Adicionalmente, o vírus tem a capacidade de utilizar a conta do WhatsApp da vítima para se propagar, automatizando o envio de mensagens fraudulentas pela versão web do aplicativo.
Funcionalidades do Vírus Maverick
- Acesso às informações pessoais do usuário;
- Captação de telas e registro da digitação;
- Identificação de acessos a sites de bancos, corretoras e plataformas de pagamento;
- Exibição de páginas falsas de sites legítimos para coletar senhas;
- Intercepção de formulários e roubo de tokens de sessão armazenados nos navegadores;
- Utilização do WhatsApp da vítima para se espalhar.
- Conforme a Kaspersky, em outubro já haviam sido registradas mais de 62 mil tentativas de golpes envolvendo o Maverick.
Vírus Antigo, Nova Ameaça
A análise da Kaspersky aponta semelhanças significativas entre o código do Maverick e o do Coyote, um trojan que foi descoberto pela empresa em 2004. A congruência dos códigos, particularmente a utilização do mesmo mecanismo de criptografia (AES-256), sugere que o Maverick pode ser uma evolução ou um projeto paralelo dos desenvolvedores do Coyote, apresentando componentes reformulados com o intuito de criar uma ameaça mais sofisticada e difícil de detectar.
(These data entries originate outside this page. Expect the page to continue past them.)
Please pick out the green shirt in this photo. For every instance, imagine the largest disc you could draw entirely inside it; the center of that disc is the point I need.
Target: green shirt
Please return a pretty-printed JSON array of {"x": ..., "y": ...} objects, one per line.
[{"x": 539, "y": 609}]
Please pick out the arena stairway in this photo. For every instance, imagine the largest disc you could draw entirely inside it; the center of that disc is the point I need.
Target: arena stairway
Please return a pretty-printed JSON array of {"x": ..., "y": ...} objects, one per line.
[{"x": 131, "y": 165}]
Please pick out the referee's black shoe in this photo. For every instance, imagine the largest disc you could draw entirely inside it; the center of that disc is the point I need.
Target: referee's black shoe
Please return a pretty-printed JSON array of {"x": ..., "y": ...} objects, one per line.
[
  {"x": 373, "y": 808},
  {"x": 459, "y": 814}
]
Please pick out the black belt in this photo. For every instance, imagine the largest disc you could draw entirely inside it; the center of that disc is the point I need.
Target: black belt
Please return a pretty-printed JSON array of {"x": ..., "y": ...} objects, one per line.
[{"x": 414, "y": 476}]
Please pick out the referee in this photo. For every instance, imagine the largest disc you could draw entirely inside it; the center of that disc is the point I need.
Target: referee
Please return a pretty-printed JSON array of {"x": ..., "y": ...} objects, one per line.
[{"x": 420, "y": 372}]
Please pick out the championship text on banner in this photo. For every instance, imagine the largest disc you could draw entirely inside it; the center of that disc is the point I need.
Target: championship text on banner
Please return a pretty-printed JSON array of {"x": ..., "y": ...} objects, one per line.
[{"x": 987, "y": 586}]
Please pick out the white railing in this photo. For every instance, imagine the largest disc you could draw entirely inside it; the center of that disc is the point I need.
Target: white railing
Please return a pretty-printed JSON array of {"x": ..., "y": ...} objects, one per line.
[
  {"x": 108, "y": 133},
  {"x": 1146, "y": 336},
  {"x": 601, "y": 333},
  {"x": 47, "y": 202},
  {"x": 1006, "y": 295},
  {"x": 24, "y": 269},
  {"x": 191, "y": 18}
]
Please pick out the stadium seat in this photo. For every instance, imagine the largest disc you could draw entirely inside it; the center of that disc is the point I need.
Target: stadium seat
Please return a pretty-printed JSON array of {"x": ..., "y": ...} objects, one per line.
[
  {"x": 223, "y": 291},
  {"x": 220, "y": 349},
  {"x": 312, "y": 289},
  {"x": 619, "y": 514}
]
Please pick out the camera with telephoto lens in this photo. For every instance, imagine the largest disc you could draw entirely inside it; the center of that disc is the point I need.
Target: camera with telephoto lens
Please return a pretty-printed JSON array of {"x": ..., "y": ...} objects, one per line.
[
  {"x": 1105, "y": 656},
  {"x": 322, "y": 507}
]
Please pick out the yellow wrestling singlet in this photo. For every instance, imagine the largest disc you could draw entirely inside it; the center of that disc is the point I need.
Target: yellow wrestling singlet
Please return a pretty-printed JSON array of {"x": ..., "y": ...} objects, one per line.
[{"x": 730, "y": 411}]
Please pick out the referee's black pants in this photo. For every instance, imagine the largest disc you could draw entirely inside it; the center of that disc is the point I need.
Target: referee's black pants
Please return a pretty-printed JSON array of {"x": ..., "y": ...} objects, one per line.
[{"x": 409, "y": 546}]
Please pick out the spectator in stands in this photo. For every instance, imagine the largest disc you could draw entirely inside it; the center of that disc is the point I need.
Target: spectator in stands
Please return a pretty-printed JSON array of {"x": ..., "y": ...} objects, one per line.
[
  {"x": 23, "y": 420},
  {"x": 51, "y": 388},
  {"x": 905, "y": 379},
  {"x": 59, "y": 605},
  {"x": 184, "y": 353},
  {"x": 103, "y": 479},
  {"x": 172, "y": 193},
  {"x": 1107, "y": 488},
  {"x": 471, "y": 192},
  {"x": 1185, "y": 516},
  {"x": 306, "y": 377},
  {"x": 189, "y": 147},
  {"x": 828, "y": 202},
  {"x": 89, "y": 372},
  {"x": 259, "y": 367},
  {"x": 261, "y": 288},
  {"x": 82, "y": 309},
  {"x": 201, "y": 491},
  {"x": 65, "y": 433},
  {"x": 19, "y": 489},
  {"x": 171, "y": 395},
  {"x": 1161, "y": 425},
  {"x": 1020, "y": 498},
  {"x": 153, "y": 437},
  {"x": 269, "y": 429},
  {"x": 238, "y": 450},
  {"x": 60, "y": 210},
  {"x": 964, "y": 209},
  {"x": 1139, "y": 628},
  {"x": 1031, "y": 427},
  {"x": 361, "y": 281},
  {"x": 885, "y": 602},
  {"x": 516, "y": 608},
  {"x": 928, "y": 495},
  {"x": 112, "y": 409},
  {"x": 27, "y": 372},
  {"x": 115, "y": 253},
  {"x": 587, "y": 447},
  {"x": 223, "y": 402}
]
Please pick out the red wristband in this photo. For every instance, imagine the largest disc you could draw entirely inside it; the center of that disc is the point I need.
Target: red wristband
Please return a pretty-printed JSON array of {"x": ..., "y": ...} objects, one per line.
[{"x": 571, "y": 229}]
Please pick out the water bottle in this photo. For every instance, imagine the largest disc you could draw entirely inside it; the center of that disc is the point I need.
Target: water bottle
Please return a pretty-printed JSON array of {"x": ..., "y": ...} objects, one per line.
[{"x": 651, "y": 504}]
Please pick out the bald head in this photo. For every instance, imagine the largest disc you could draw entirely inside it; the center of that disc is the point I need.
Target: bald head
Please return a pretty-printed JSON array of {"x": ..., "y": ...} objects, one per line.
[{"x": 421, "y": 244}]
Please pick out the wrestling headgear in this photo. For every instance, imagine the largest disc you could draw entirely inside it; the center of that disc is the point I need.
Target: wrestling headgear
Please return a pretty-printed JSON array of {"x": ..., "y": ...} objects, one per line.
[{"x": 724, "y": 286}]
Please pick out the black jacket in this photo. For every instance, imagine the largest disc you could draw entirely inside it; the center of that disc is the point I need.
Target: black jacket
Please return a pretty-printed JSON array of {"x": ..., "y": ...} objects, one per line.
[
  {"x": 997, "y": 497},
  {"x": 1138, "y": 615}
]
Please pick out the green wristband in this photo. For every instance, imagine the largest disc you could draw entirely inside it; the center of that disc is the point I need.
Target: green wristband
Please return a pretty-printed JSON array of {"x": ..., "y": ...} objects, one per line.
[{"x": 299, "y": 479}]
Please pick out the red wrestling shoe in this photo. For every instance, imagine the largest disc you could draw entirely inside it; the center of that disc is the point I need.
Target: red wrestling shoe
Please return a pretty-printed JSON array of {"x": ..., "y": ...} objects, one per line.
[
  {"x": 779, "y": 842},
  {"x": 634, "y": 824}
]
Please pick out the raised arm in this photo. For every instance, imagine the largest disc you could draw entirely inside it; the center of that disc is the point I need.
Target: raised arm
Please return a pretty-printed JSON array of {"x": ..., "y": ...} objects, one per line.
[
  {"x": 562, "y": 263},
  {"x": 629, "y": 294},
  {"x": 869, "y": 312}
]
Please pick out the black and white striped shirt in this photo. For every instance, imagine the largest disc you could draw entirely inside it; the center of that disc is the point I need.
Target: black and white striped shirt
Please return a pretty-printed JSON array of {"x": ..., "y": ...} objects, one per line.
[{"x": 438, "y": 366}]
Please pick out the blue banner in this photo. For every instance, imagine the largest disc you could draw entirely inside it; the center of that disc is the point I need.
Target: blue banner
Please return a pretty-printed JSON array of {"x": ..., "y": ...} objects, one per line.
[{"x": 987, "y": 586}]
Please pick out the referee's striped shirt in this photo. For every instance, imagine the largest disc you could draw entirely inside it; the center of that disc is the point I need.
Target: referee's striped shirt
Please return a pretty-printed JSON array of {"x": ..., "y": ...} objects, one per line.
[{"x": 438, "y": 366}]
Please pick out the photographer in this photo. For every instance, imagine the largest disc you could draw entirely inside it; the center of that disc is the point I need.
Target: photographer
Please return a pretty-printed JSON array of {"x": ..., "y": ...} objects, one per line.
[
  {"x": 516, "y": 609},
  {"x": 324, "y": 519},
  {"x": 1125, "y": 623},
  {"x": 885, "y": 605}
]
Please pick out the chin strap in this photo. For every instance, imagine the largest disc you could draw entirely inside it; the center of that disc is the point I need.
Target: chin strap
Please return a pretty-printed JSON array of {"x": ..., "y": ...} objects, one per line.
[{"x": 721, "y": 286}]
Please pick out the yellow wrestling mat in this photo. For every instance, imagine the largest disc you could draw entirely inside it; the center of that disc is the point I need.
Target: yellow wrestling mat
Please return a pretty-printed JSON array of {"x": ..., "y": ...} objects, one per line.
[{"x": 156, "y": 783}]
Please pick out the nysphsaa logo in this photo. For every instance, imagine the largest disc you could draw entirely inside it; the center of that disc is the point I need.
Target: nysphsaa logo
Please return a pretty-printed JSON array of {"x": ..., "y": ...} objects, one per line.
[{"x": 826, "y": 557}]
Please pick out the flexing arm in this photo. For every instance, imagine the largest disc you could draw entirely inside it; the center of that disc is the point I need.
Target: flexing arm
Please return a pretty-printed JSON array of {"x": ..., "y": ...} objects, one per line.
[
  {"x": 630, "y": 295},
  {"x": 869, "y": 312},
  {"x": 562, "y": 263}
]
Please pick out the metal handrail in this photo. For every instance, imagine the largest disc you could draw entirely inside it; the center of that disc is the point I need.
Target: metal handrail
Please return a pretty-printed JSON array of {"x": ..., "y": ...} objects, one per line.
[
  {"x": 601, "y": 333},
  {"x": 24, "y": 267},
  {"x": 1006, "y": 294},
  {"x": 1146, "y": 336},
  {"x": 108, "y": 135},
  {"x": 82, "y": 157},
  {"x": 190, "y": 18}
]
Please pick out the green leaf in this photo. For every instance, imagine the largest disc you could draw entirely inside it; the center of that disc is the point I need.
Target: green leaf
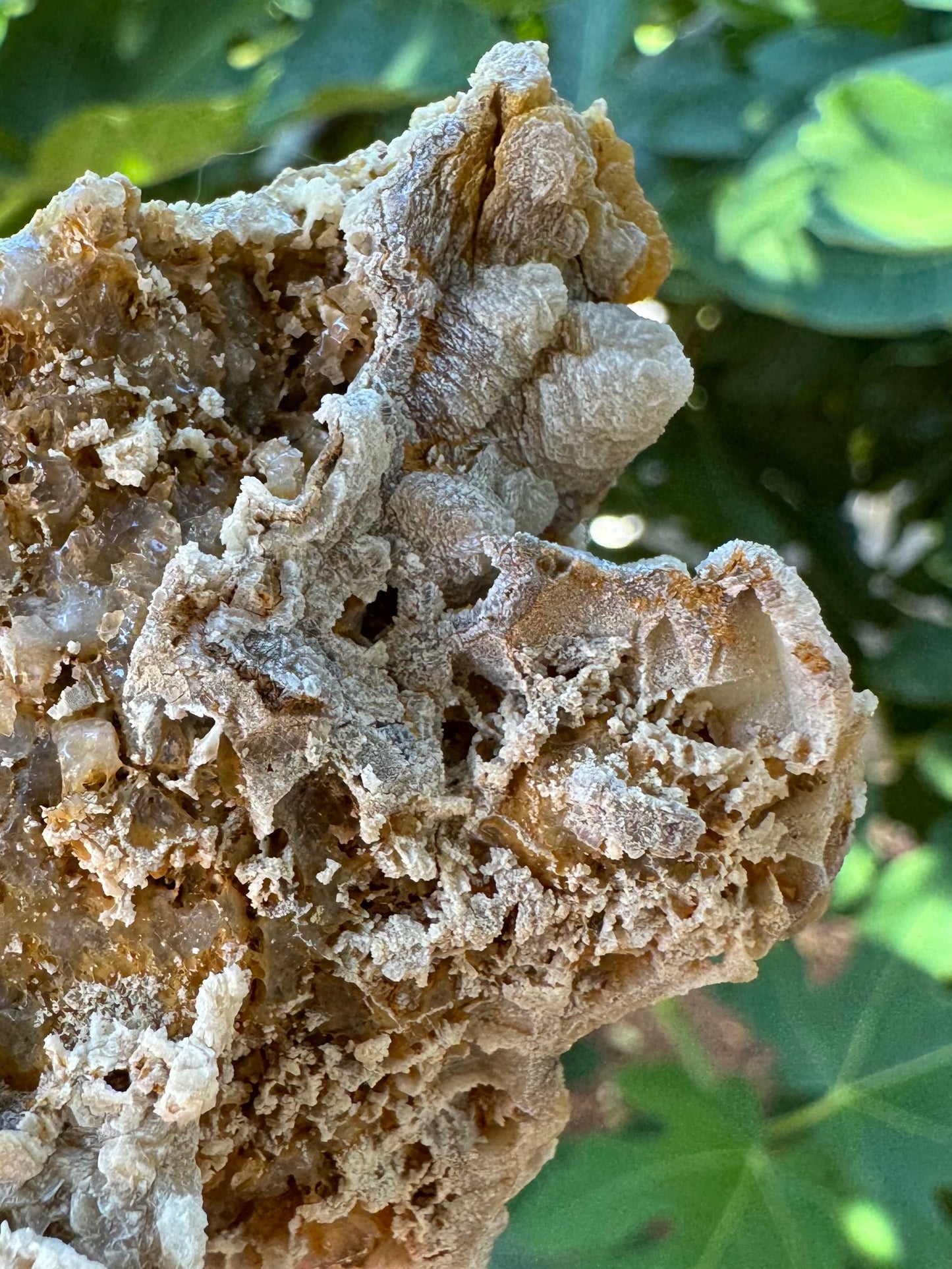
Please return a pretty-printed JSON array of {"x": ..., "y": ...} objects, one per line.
[
  {"x": 405, "y": 52},
  {"x": 856, "y": 878},
  {"x": 761, "y": 221},
  {"x": 11, "y": 9},
  {"x": 882, "y": 153},
  {"x": 918, "y": 668},
  {"x": 872, "y": 1052},
  {"x": 934, "y": 760},
  {"x": 910, "y": 910},
  {"x": 834, "y": 241},
  {"x": 61, "y": 56},
  {"x": 146, "y": 142},
  {"x": 690, "y": 1183}
]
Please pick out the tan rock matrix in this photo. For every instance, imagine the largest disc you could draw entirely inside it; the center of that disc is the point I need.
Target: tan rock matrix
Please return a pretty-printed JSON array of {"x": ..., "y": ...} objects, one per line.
[{"x": 341, "y": 795}]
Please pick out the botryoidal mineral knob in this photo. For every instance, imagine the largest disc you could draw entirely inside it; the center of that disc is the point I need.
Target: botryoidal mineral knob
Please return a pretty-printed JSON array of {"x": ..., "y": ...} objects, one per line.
[{"x": 342, "y": 793}]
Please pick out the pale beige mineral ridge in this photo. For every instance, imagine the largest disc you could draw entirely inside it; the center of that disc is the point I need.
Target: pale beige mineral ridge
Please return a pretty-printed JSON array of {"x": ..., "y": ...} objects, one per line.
[{"x": 341, "y": 792}]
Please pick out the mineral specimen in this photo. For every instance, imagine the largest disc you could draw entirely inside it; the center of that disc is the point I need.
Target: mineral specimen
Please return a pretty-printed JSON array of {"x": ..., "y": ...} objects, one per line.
[{"x": 341, "y": 792}]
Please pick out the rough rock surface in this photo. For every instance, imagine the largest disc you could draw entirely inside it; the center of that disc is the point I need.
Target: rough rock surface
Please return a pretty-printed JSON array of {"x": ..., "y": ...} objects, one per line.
[{"x": 341, "y": 793}]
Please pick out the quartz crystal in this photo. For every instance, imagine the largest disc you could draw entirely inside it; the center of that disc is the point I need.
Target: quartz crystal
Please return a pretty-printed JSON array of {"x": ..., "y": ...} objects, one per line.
[{"x": 342, "y": 789}]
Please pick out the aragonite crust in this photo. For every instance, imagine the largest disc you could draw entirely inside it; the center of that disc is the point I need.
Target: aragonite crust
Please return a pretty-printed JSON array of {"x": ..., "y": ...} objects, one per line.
[{"x": 342, "y": 793}]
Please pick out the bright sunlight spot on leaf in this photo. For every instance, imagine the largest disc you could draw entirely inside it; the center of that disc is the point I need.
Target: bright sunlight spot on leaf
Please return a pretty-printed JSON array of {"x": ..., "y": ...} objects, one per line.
[
  {"x": 616, "y": 532},
  {"x": 871, "y": 1233},
  {"x": 653, "y": 38}
]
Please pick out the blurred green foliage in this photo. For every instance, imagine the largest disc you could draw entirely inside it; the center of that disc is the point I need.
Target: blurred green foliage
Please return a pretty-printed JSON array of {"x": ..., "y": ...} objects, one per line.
[{"x": 801, "y": 155}]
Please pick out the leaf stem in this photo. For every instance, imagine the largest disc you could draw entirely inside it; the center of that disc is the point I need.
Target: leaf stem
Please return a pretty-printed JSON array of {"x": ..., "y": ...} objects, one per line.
[
  {"x": 805, "y": 1117},
  {"x": 679, "y": 1033}
]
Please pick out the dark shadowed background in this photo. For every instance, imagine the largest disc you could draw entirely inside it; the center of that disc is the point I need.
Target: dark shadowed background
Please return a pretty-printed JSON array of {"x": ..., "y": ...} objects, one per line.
[{"x": 800, "y": 153}]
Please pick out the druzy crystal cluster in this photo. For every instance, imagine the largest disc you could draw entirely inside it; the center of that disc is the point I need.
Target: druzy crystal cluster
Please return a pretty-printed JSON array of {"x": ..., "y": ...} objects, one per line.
[{"x": 342, "y": 791}]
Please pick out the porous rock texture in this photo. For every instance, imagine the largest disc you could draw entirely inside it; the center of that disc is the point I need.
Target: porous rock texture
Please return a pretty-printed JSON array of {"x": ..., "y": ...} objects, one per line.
[{"x": 341, "y": 792}]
Anderson Leite, analista sênior de Segurança da Kaspersky, enfatiza que a maior preocupação em relação ao Maverick é sua sofisticação. “Ele compartilha partes relevantes do código com o Coyote, o que indica que os criminosos estão evoluindo e reescrevendo seus componentes para torná-los ainda mais perigosos,” afirma Leite. A principal inovação que distingue o Maverick é sua capacidade de se espalhar automaticamente pelo WhatsApp, ampliando assim o alcance do golpe.
Como se Proteger do Vírus no WhatsApp
Para se resguardar contra o Maverick e outras ameaças semelhantes, recomenda-se seguir as orientações a seguir:
- Desconfie de anexos suspeitos: Evite abrir arquivos inesperados, mesmo que sejam enviados por amigos ou familiares. A Meta, responsável pelo WhatsApp, sugere que a autenticidade do envio seja confirmada através de outro canal, como uma ligação ou mensagem fora do aplicativo.
- Ative a autenticação em duas etapas tanto no WhatsApp quanto no e-mail, adicionando assim uma camada extra de segurança.
- Utilize senhas únicas para cada conta, evitando a reutilização de senhas em diferentes plataformas.
- Mantenha backups regulares dos seus arquivos em um disco externo, garantindo a possibilidade de recuperar dados em caso de perda ou infecção.
- Utilize softwares antivírus confiáveis e atualizados, que possam proteger seus dispositivos contra ameaças cibernéticas.